Mantenere l'indipendenza di Hermès a ogni costo: un punto d'onore per Axel Dumas, chief executive della casa di moda, che nel 2014 ha sfondato il tetto dei 4 miliardi di euro di fatturato, e sesta generazione della famiglia che fondò il brand nel 1837. «Come molti dei protestanti in Francia - dice - crediamo strenuamente nella cultura dell'artigianalità».

 

In una lunga intervista al Financial Times, il manager 44enne (nella foto) ripercorre gli ultimi mesi a partire da settembre 2014 quando, dopo una lunga battaglia legale, Lvmh ed Hermès hanno raggiunto un'intesa «amichevole».

 

Un accordo messo a segno dopo che Bernard Arnault, patron di Lvmh, ha accettato di distribuire agli azionisti e agli investitori istituzionali circa due terzi della quota azionaria in suo possesso, pari a quasi 7,2 miliardi di euro (23%) accumulata in Hermès dal 2010, all'insaputa della società.

 

Per contrastare il pericolo di una scalata ostile, Axel Dumas è riuscito a persuadere i circa 100 membri della famiglia a riunire le proprie quote nella holding company H51, «che detiene il 51% dell'azienda» precisa.

 

«Non si può comunque abbassare la guardia - aggiunge -. La cosa veramente ammirevole è stato l'atteggiamento della famiglia, che ha fatto squadra per difendere Hermès. Nessuno degli azionisti di H51 può cedere le sue quote per 20 anni: un impegno importante, ma non si sono tirati indietro. Motivandomi ancora di più nel mio compito principale, difendere l'indipendenza del marchio. Si è trattato di una prova di fedeltà reciproca».

 

Dumas cita un'opera di Max Weber, The Protestant Ethic, per ricordare quanto la cultura dell'artigianalità sia importante per Hermès. E ricorda come le famose "Kelly bag" (vendute a un prezzo di 4.890 dollari) vengano prodotte rigorosamente in Francia.

 

«Abbiamo costruito 15 nuovi centri specializzati nella pelletteria per far fronte alla domanda - informa -. All'interno di queste strutture cerchiamo di non avere più di 250 lavoratori, perché un numero troppo alto presuppone che le persone non si conoscano e che si parli di uno stabilimento, non di un laboratorio».

 

Ci vogliono due anni per diventare un artigiano Hermès, anche se sarebbe meglio dire un'artigiana, «visto che l'80% degli addetti sono donne». «È un lavoro duro - afferma - che richiede personalità, perché ci vogliono 15 ore per fare una borsa e spesso quella stessa borsa è realizzata da un solo paio di mani».  

 

Dumas non rivela quanto siano pagati gli addetti, ma specifica: «Per noi è importante che siano felici.
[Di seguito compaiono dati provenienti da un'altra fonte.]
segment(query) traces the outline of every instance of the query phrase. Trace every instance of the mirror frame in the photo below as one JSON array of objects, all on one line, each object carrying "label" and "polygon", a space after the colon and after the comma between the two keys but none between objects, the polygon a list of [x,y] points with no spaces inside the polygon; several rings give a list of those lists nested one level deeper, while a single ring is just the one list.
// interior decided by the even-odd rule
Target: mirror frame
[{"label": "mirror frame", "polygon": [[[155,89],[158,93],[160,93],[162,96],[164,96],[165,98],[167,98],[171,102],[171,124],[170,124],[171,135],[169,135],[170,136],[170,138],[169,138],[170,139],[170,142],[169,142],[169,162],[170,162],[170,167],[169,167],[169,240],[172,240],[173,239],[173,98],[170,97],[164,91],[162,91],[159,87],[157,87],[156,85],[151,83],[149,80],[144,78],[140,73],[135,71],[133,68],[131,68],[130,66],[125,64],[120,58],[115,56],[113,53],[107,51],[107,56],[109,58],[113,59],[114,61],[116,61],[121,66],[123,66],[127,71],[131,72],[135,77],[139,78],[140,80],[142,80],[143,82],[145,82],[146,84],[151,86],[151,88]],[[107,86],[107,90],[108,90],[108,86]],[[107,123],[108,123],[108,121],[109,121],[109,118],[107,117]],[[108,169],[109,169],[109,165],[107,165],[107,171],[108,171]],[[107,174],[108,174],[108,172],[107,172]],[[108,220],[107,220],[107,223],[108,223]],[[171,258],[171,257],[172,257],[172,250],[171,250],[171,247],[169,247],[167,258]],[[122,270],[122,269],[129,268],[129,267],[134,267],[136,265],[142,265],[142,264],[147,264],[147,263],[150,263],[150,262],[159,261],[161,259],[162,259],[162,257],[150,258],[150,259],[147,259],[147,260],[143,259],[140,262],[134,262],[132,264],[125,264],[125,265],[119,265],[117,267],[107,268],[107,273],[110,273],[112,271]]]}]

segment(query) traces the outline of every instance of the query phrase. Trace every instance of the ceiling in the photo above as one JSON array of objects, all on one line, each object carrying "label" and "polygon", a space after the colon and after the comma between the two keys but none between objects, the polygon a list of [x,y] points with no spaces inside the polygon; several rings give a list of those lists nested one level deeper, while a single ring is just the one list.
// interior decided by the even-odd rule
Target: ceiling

Il che non significa che siamo perfetti».

 

La seconda parte dell'intervista si focalizza sul percorso di vita e di lavoro del manager, che già a otto anni aveva la consapevolezza di «essere un Hermès» e che, a parte gli studi in Scienze Politiche e ad Harvard, rivela la sua innata passione per la filosofia.

 

Pressioni da parte dei genitori? «No - risponde -. Ho avuto la libertà di scegliere». Nel suo curriculum otto anni in BNP Paribas, con un biennio in Cina («Un Paese dove sognavo di andare»), per poi trasferirsi a Parigi e a New York, dove ha abitato per quattro anni.

 

Infine la proposta dello zio Jean: «Vorrei che entrassi nella società». «Accettai - ricorda - e quando mi chiese cosa mi sarebbe piaciuto fare, gli raccomandai: "Tutto tranne la finanza". E lui, puntualmente, mi indirizzò al dipartimento finanziario».

 

Dumas è stato alla guida della divisione gioielli e pelletteria (attraverso quest'ultima si realizza il 44% del giro d'affari di Hermès) prima di diventare ceo a giugno 2014. Suo cugino, Pierre-Alexis, è direttore artistico.

 

Tra le nuove sfide, la nomina di Nadège Vanhee-Cybulski come designer della collezione e il rinnovamento del negozio londinese in Bond street, dove il marchio è presente da 40 anni.

 

La casa di moda ha archiviato il 2014 con ricavi di 4,1 miliardi di euro (+11% a cambi costanti), un utile operativo di 1,3 miliardi (+7%) e 700 nuovi posti di lavoro creati.

 

La prospettiva per il 2015 è di un turnover in crescita dell'8% a valute costanti, viste le incertezze sui fronti macroeconomico, geopolitico e monetario.